DALL · E mini has a mysterious obsession with women in saris

Like most people who are extremely online, Brazilian screenwriter Fernando Marés has been fascinated by the images generated by the artificial intelligence (AI) model DALL · E mini. Over the last few weeks, the AI ​​system has become a viral sensation by creating images based on seemingly random and quirky queries from users – such as “Lady Gaga as the joker“”Elon Musk is sued by a capybara,” and more.

Marés, a veteran hacktivist, began using the DALL · E mini in early June. But instead of entering text for a specific request, he tried something else: he left the field blank. Fascinated by the seemingly random results, Marés ran the empty search over and over again. That was when Marés noticed something strange: almost every time he ran a blank request, DALL · E generated mini portraits of brown-skinned women wearing sariera type of attire common in South Asia.

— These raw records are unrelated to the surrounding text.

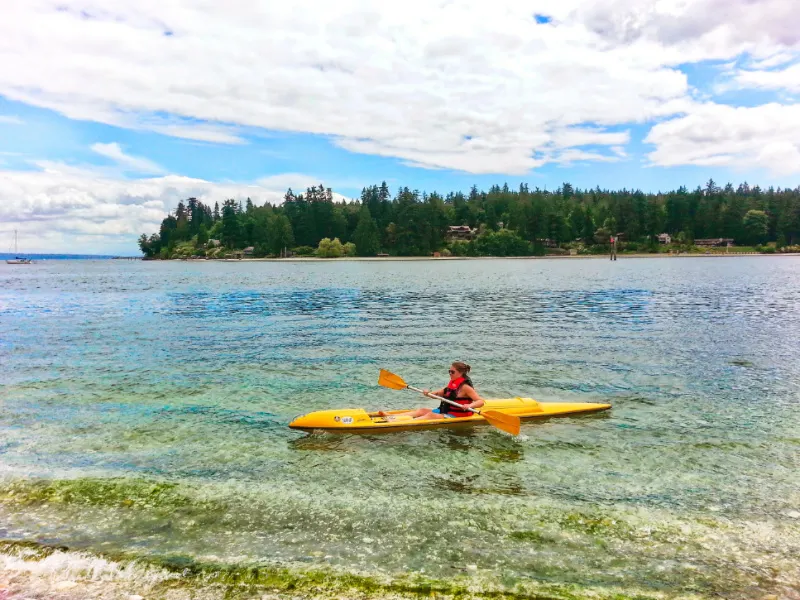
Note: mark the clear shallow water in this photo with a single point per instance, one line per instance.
(143, 412)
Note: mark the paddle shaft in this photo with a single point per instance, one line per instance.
(461, 406)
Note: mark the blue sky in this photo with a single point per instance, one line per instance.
(99, 142)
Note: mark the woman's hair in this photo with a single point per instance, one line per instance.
(462, 368)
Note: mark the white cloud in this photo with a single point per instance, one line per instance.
(127, 162)
(471, 85)
(765, 136)
(61, 208)
(474, 86)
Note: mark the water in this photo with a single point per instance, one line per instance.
(143, 413)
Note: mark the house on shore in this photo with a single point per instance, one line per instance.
(712, 242)
(460, 232)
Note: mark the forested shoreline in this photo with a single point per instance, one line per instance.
(503, 222)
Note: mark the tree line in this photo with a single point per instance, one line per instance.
(508, 221)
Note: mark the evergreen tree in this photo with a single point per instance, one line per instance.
(366, 236)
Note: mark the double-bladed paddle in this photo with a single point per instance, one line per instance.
(504, 421)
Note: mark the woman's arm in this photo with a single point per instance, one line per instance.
(470, 393)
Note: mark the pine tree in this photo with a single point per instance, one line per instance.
(366, 236)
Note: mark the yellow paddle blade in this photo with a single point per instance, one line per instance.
(392, 381)
(506, 422)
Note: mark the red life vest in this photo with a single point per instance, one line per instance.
(451, 393)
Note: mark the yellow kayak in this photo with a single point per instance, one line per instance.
(359, 420)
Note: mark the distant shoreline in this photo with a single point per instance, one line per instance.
(443, 258)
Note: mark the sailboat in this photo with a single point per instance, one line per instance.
(17, 260)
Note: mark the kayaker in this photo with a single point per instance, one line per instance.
(460, 389)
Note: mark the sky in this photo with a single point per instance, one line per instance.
(111, 111)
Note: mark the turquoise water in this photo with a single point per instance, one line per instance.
(143, 413)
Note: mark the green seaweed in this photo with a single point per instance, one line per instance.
(121, 492)
(246, 581)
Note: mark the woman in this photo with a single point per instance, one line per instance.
(460, 390)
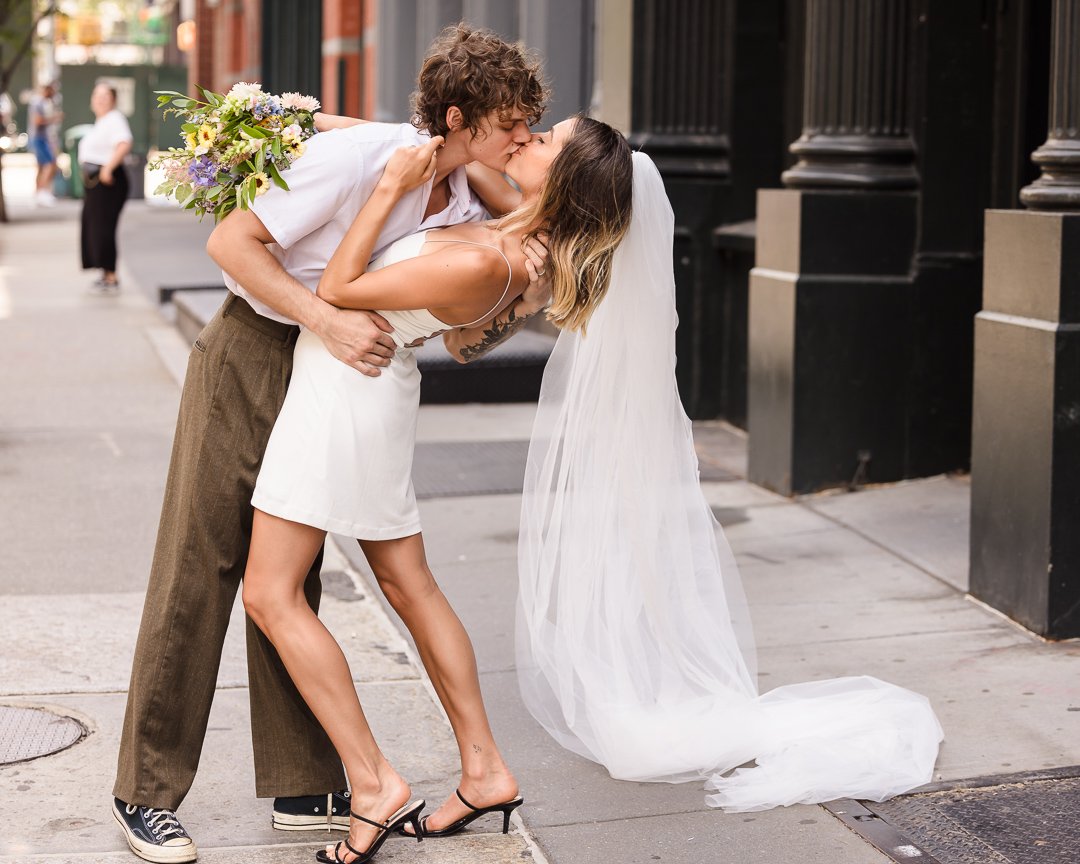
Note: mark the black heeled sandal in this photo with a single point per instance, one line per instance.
(409, 813)
(505, 808)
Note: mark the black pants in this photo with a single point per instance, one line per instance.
(100, 212)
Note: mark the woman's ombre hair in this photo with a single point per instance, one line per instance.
(583, 207)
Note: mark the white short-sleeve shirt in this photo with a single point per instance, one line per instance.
(328, 185)
(99, 144)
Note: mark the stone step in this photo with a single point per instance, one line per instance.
(509, 373)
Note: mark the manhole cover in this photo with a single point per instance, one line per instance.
(1016, 819)
(26, 733)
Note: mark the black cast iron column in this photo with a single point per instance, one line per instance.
(1058, 188)
(1025, 474)
(855, 124)
(831, 291)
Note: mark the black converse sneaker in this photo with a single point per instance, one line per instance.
(154, 835)
(312, 811)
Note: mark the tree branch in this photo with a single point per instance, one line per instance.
(8, 71)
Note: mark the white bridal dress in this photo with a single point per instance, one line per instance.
(634, 644)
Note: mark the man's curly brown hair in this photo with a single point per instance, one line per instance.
(480, 72)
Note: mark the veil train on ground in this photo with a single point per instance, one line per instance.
(634, 642)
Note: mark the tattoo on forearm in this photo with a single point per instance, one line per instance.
(496, 333)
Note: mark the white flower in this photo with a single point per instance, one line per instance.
(296, 102)
(292, 135)
(242, 91)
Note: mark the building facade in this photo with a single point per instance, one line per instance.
(834, 166)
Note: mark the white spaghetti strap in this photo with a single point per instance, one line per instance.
(510, 275)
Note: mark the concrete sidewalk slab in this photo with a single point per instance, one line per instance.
(925, 522)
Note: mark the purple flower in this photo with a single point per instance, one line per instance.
(203, 172)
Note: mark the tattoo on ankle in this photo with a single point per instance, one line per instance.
(497, 333)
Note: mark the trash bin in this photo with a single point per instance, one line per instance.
(71, 138)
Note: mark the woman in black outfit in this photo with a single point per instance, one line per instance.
(105, 184)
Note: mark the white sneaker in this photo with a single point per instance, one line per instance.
(102, 288)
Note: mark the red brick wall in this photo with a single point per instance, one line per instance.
(228, 39)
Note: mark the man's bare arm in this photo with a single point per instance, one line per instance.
(358, 338)
(325, 122)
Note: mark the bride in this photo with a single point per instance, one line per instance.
(633, 649)
(634, 646)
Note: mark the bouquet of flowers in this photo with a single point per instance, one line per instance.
(234, 147)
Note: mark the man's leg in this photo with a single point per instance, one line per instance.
(235, 382)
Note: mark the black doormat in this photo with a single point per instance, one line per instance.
(1012, 819)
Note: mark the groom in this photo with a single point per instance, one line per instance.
(481, 94)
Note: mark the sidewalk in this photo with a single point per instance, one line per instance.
(865, 583)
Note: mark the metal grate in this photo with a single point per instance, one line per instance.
(1020, 819)
(27, 733)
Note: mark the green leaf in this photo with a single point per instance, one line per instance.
(275, 176)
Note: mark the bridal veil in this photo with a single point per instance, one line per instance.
(634, 643)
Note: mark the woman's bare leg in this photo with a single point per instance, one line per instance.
(281, 554)
(405, 579)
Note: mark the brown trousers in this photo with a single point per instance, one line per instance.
(237, 378)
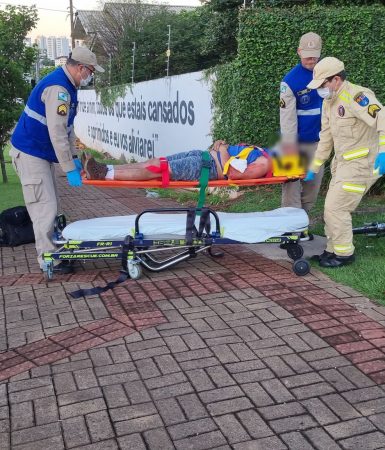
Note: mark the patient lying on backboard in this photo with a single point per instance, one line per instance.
(235, 162)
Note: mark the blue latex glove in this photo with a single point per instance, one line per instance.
(379, 164)
(309, 176)
(74, 178)
(78, 164)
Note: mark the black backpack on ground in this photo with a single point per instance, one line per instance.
(15, 227)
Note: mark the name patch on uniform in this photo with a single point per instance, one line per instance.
(63, 96)
(304, 100)
(373, 110)
(341, 111)
(304, 91)
(62, 110)
(361, 99)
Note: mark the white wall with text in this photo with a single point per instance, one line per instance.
(154, 118)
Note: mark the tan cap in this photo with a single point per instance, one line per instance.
(84, 55)
(326, 68)
(310, 45)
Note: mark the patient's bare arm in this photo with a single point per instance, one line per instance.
(257, 169)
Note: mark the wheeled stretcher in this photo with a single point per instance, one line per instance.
(160, 238)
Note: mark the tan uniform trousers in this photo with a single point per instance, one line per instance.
(342, 198)
(40, 195)
(300, 194)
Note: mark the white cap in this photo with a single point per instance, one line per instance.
(310, 45)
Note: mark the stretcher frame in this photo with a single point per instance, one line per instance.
(137, 251)
(148, 184)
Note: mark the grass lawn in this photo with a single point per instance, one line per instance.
(11, 194)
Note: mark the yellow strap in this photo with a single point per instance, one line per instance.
(345, 96)
(241, 155)
(347, 248)
(357, 153)
(357, 188)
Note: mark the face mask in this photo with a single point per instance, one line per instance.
(85, 81)
(325, 93)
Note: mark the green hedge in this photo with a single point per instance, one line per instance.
(247, 90)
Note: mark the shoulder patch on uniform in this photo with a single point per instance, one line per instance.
(361, 99)
(63, 96)
(373, 110)
(62, 110)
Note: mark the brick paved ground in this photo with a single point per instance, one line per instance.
(232, 353)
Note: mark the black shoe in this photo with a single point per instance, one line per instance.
(324, 255)
(337, 261)
(64, 267)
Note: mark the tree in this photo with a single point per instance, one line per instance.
(44, 71)
(15, 60)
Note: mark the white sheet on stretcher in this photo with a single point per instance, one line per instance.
(242, 227)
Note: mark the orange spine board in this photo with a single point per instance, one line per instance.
(185, 184)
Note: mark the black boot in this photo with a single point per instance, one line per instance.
(337, 261)
(324, 255)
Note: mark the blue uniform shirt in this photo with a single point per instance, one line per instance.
(31, 134)
(308, 103)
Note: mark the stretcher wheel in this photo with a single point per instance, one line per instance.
(134, 270)
(48, 271)
(301, 267)
(294, 251)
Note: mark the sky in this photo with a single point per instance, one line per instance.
(56, 23)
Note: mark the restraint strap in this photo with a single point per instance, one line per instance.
(204, 178)
(163, 170)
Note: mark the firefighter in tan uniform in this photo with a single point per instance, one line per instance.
(43, 136)
(353, 123)
(300, 120)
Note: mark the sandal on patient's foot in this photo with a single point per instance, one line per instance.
(94, 169)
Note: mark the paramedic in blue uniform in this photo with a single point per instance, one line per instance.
(44, 136)
(300, 120)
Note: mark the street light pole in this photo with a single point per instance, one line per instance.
(72, 24)
(133, 62)
(168, 53)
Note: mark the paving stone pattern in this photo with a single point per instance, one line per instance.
(230, 353)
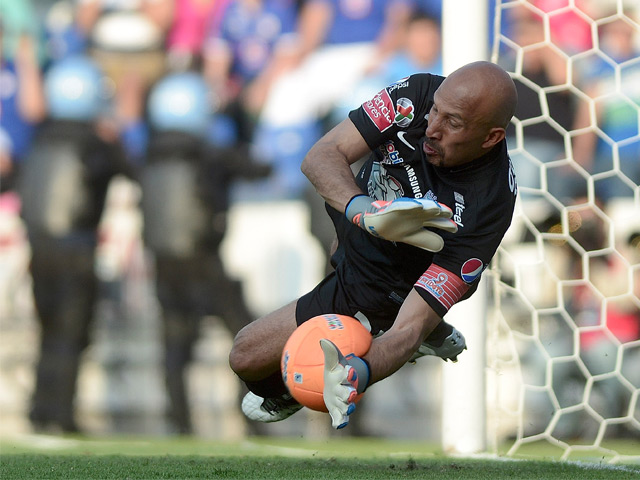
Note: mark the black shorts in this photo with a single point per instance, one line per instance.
(376, 310)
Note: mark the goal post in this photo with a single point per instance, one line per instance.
(555, 326)
(463, 422)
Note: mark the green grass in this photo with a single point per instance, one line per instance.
(41, 457)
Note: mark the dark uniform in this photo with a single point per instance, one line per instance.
(185, 186)
(63, 186)
(372, 276)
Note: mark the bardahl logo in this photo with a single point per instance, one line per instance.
(404, 112)
(380, 110)
(436, 285)
(459, 208)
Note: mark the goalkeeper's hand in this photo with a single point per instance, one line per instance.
(402, 220)
(344, 379)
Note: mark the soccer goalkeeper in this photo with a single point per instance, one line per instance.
(416, 227)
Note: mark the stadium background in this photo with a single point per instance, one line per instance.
(121, 388)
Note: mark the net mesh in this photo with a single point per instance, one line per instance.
(565, 370)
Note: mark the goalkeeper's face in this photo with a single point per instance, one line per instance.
(455, 135)
(468, 117)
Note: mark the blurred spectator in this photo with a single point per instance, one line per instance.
(63, 185)
(185, 185)
(22, 103)
(127, 39)
(569, 31)
(339, 41)
(617, 107)
(192, 20)
(542, 67)
(239, 50)
(64, 34)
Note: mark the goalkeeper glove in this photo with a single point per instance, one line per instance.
(402, 220)
(344, 379)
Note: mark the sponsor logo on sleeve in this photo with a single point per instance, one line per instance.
(404, 112)
(390, 153)
(380, 110)
(443, 285)
(402, 83)
(458, 208)
(471, 270)
(401, 135)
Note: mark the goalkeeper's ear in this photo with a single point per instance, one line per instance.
(495, 136)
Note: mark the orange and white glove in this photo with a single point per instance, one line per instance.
(344, 379)
(402, 220)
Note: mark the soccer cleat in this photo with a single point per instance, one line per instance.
(450, 348)
(269, 409)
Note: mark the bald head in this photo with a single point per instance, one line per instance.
(487, 89)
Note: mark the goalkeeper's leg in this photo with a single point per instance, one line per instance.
(255, 357)
(445, 342)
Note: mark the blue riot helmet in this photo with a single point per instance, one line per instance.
(181, 102)
(75, 88)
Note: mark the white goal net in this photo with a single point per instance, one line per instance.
(564, 366)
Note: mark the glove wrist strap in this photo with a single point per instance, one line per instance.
(358, 205)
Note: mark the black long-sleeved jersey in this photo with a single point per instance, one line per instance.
(481, 194)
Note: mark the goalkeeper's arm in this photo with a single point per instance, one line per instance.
(327, 165)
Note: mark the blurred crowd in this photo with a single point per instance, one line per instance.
(208, 102)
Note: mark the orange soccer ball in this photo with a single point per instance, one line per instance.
(302, 362)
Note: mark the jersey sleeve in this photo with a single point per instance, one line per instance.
(395, 107)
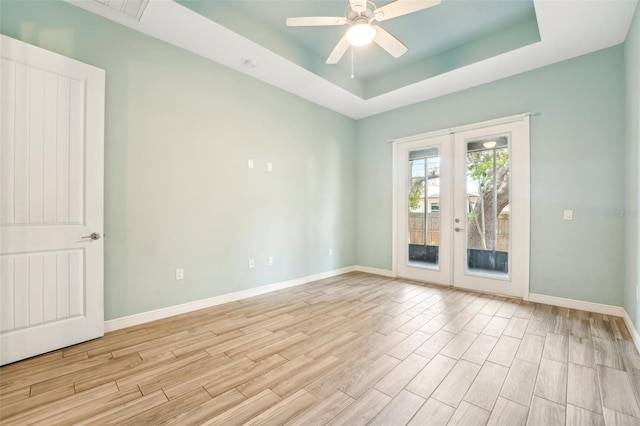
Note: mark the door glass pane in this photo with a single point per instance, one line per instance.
(424, 207)
(487, 195)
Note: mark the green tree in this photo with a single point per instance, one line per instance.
(492, 180)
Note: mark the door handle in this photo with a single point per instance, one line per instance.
(93, 236)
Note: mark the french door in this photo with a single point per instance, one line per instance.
(462, 207)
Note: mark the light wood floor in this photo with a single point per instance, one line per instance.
(354, 349)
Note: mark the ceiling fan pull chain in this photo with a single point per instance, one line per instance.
(352, 65)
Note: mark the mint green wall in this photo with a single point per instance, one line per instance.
(179, 130)
(632, 207)
(577, 157)
(178, 193)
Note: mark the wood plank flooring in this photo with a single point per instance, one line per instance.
(350, 350)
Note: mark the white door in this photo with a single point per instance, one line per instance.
(425, 181)
(51, 201)
(462, 203)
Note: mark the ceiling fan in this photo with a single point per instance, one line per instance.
(362, 17)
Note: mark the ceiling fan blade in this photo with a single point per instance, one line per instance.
(315, 21)
(402, 7)
(338, 51)
(358, 6)
(389, 42)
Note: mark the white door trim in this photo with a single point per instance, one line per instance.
(525, 160)
(54, 127)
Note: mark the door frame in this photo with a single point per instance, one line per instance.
(523, 152)
(52, 237)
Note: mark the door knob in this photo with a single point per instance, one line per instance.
(94, 236)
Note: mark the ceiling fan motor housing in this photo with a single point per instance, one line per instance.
(360, 9)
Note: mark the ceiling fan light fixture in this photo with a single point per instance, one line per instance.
(361, 34)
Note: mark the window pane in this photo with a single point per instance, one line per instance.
(488, 181)
(424, 207)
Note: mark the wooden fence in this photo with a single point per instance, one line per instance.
(417, 234)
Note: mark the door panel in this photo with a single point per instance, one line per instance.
(478, 237)
(424, 196)
(52, 189)
(492, 201)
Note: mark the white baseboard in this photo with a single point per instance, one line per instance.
(129, 321)
(598, 308)
(632, 329)
(141, 318)
(375, 271)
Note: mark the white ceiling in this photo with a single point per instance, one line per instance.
(567, 28)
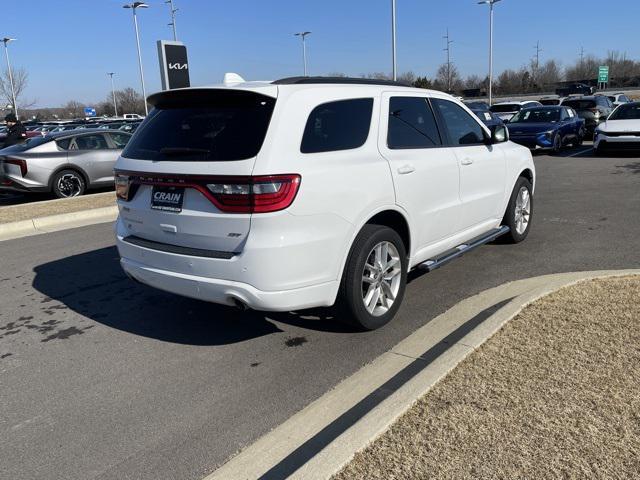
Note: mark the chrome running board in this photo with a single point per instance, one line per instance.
(460, 250)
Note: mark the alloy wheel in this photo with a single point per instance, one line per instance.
(381, 278)
(522, 210)
(69, 185)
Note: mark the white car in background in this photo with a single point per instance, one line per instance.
(618, 98)
(506, 110)
(621, 131)
(309, 192)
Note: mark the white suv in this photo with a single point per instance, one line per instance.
(310, 192)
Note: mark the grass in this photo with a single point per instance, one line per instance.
(554, 394)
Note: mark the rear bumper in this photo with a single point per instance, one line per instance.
(286, 264)
(227, 292)
(9, 184)
(533, 142)
(602, 142)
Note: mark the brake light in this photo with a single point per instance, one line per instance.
(230, 194)
(123, 184)
(261, 194)
(20, 163)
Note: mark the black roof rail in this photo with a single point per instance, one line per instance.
(337, 80)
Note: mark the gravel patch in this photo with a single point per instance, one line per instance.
(554, 394)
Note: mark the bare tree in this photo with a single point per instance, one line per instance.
(448, 75)
(423, 82)
(130, 101)
(407, 77)
(73, 109)
(20, 81)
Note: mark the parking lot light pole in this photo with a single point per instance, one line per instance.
(173, 19)
(134, 6)
(6, 40)
(393, 41)
(303, 35)
(113, 92)
(490, 3)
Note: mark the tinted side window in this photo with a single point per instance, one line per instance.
(119, 139)
(91, 142)
(340, 125)
(461, 127)
(64, 143)
(411, 124)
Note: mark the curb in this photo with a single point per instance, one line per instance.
(54, 223)
(321, 439)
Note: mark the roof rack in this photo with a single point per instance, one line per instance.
(338, 80)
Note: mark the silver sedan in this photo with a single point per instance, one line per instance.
(66, 163)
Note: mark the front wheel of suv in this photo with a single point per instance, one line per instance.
(519, 212)
(374, 278)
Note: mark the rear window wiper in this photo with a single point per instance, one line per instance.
(179, 151)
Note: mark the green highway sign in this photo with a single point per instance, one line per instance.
(603, 74)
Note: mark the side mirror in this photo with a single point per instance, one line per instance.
(499, 134)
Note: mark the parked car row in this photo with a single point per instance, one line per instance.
(65, 163)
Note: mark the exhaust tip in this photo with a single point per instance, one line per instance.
(240, 305)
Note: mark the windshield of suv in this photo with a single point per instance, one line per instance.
(509, 107)
(537, 115)
(580, 104)
(203, 125)
(628, 111)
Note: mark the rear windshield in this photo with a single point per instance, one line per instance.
(580, 104)
(537, 115)
(629, 111)
(511, 107)
(203, 125)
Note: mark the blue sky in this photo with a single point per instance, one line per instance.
(67, 49)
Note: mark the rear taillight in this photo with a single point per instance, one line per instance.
(123, 184)
(261, 194)
(19, 162)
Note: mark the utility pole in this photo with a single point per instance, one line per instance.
(113, 93)
(448, 50)
(173, 19)
(134, 6)
(303, 35)
(537, 68)
(394, 61)
(491, 3)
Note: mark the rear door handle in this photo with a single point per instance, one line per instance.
(405, 169)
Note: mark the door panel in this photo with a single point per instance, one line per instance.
(425, 173)
(482, 166)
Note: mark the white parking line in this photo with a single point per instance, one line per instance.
(580, 152)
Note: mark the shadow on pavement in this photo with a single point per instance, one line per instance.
(632, 167)
(93, 285)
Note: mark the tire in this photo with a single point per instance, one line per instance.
(68, 183)
(369, 250)
(579, 139)
(515, 218)
(557, 144)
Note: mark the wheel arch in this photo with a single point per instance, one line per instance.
(390, 216)
(69, 166)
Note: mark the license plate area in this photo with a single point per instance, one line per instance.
(167, 199)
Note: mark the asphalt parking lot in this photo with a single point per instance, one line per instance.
(103, 378)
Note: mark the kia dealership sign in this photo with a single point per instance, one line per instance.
(174, 65)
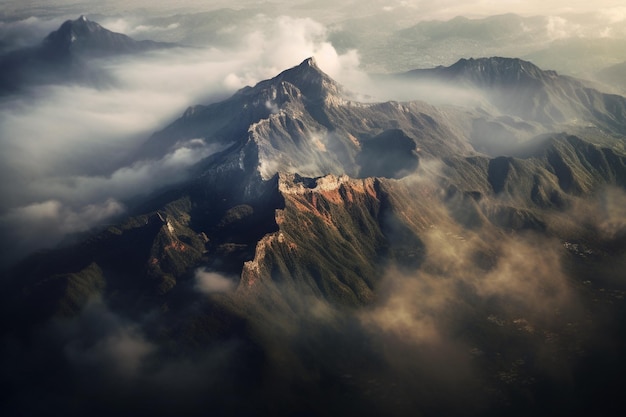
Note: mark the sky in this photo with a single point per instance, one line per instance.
(69, 163)
(71, 170)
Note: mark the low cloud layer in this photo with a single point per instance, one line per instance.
(69, 149)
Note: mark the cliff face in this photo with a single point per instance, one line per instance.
(328, 242)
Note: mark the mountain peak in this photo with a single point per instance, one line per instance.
(314, 83)
(309, 62)
(88, 37)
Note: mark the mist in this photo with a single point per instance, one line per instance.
(70, 149)
(485, 320)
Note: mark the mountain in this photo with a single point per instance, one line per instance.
(614, 76)
(84, 37)
(335, 257)
(401, 41)
(64, 56)
(520, 89)
(302, 121)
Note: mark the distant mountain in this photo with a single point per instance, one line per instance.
(302, 121)
(614, 76)
(521, 89)
(87, 38)
(321, 218)
(555, 42)
(64, 55)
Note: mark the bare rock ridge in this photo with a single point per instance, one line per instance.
(519, 88)
(65, 56)
(326, 231)
(85, 37)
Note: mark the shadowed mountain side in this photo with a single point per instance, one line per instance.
(301, 122)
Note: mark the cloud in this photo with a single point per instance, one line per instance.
(26, 32)
(211, 282)
(69, 148)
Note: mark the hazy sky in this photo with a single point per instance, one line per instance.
(66, 168)
(428, 9)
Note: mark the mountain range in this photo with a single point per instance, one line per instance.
(64, 56)
(335, 256)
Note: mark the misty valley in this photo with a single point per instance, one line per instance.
(290, 210)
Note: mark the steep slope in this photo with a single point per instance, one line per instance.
(306, 280)
(302, 121)
(521, 89)
(64, 56)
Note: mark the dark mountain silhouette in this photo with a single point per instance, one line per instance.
(359, 248)
(64, 56)
(519, 88)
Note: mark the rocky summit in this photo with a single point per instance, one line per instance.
(338, 257)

Marés queried the DALL · E mini thousands of times with the blank command input to find out if it was just a coincidence. He then invited his friends over to switch to on his computer to simultaneously generate images on five browser tabs. He said he continued for almost 10 hours without a break. He built an extensive repository of over 5,000 unique images and shared 1.4GB of raw DALL · E mini-data with The rest of the world.

Most of these images contain images of brown-skinned women in saris. Why is the DALL-E mini apparently obsessed with this very specific type of image? According to AI researchers, the answer may have something to do with sloppy tagging and incomplete datasets.

DALL · E mini was developed by AI artist Boris Dayma and inspired by DALL · E 2, an OpenAI application that generates hyper-realistic art and images from a text input. From cats meditating, to robotic dinosaurs fighting monster trucks in a colosseum, the images blew everyone’s minds, and some called it a threat to human illustrators. Recognizing the potential for abuse, OpenAI limited access to its model to only a hand-picked set of 400 researchers.

Dayma was fascinated by the art produced by DALL · E 2 and “wanted an open source version that could be accessed and improved by anyone,” he said. The rest of the world. So he went ahead and created a sticky, open source version of the model and called it the DALL · E mini. He launched it in July 2021 and the model has been training and perfecting its outputs ever since.


DALL.E mini

DALL · E mini is now a viral internet phenomenon. The images it produces are not nearly as clear as those from DALL · E 2 and have remarkable distortion and blur, but the system’s wild reproductions – everything from Demogorgon from Stranger Things hold a basketball to one public execution at Disney World – has given rise to an entire subculture, with subreddits and Twitter handles dedicated to curing its images. It has inspired a cartoon in New Yorker the magazine, and the Twitter handle Weird Dall-E Creations has over 730,000 followers. Dayma told The rest of the world that the model generates about 5 million inquiries a day, and is currently working to keep up with an extreme growth in user interest. (DALL.E mini has nothing to do with OpenAI and after OpenAI’s insistence renamed its open source model Craiyon from June 20.)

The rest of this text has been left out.